对写LeetCode博客很有用的一个小插件

https://chrome.google.com/webstore/detail/leetcode-helper/gleoepapfjkpcijfmchfabbnldejdnoj/related
他会：

他会产生以下效果 可以说是非常棒了。（虽然下面的代码是错的 😦 ）

332. Reconstruct Itinerary

Difficulty: Medium

Related Topics: Depth-first Search, Graph

Given a list of airline tickets represented by pairs of departure and arrival airports [from, to], reconstruct the itinerary in order. All of the tickets belong to a man who departs from JFK. Thus, the itinerary must begin with JFK.

Note:

1. If there are multiple valid itineraries, you should return the itinerary that has the smallest lexical order when read as a single string.
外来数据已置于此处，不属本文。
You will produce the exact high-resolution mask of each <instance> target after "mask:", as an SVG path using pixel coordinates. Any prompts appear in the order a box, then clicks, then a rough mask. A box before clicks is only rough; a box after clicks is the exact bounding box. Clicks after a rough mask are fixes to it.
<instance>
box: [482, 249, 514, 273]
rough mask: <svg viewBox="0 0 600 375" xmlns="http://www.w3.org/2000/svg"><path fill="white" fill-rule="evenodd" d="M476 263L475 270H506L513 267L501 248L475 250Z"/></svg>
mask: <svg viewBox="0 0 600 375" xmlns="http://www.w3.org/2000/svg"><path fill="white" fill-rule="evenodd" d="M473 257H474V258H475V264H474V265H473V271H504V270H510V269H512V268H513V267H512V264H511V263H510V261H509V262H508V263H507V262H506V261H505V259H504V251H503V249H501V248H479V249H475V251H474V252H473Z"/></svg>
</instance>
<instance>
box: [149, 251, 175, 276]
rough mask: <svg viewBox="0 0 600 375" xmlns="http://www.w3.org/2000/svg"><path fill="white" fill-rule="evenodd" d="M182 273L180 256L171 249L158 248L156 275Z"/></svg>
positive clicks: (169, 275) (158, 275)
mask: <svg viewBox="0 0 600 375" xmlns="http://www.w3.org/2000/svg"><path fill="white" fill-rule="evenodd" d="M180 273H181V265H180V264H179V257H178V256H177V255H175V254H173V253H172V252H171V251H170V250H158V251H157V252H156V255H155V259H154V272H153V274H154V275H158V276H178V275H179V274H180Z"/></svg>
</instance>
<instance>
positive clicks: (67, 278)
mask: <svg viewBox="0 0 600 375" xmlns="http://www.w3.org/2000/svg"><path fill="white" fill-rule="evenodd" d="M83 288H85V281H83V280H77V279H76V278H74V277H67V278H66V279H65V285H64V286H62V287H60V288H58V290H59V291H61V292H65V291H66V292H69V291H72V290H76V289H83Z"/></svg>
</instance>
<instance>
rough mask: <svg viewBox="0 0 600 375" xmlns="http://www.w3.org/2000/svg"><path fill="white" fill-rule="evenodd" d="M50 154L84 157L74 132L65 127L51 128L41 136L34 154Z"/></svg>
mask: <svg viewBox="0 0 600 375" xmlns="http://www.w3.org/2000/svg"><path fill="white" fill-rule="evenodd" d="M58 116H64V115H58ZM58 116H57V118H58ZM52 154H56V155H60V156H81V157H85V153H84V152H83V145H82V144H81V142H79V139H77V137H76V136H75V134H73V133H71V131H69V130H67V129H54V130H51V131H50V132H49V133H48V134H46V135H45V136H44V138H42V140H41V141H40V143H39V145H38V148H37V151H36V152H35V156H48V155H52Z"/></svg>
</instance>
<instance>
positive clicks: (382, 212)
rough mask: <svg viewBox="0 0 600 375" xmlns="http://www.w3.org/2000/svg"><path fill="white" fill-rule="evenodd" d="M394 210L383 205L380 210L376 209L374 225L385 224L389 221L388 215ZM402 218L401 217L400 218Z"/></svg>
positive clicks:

For example, the itinerary ["JFK", "LGA"] has a smaller lexical order than ["JFK", "LGB"].
2. All airports are represented by three capital letters (IATA code).
3. You may assume all tickets form at least one valid itinerary.
4. One must use all the tickets once and only once.

Example 1:

Input: [["MUC", "LHR"], ["JFK", "MUC"], ["SFO", "SJC"], ["LHR", "SFO"]]
Output: ["JFK", "MUC", "LHR", "SFO", "SJC"]

Example 2:

Input: [["JFK","SFO"],["JFK","ATL"],["SFO","ATL"],["ATL","JFK"],["ATL","SFO"]]
Output: ["JFK","ATL","JFK","SFO","ATL","SFO"]
Explanation: Another possible reconstruction is ["JFK","SFO","ATL","JFK","ATL","SFO"].
             But it is larger in lexical order.

Solution

Language: Java

class Solution {
    public List<String> findItinerary(List<List<String>> tickets) {
        HashMap<String, List<String>> map = new HashMap<>();
        
        for (List<String> ticket: tickets) {
            map.computeIfAbsent(ticket.get(0), k -> new ArrayList<>());
            map.get(ticket.get(0)).add(ticket.get(1));
        }
        // we will using bfs but each time we only go with negihbor with minimum lexi， although for situations like this, it's better for us to implement dfs instead of bfs
        Queue<String> queue = new LinkedList<>();
        queue.offer("JFK");
        List<String> res = new ArrayList<>();
        res.add("JFK");
        //i don;t think visited will be useful, because we might revisited previous node, like we might need to return the JFK again in example
        while (!queue.isEmpty()) {
            String cur = queue.poll();
            if (!map.containsKey(cur)) { //we neeed to check if map contains this key in case it is the last one
                break;
            }
            int size = map.get(cur).size();
            String min = "ZZZ";
            for (int i = 0; i < size; i++) {
                if (map.get(cur).get(i).compareTo(min) < 0) {
                    min = map.get(cur).get(i);
                }
            }
            queue.offer(min);
            res.add(min);
        }
        return res;
        
    }
}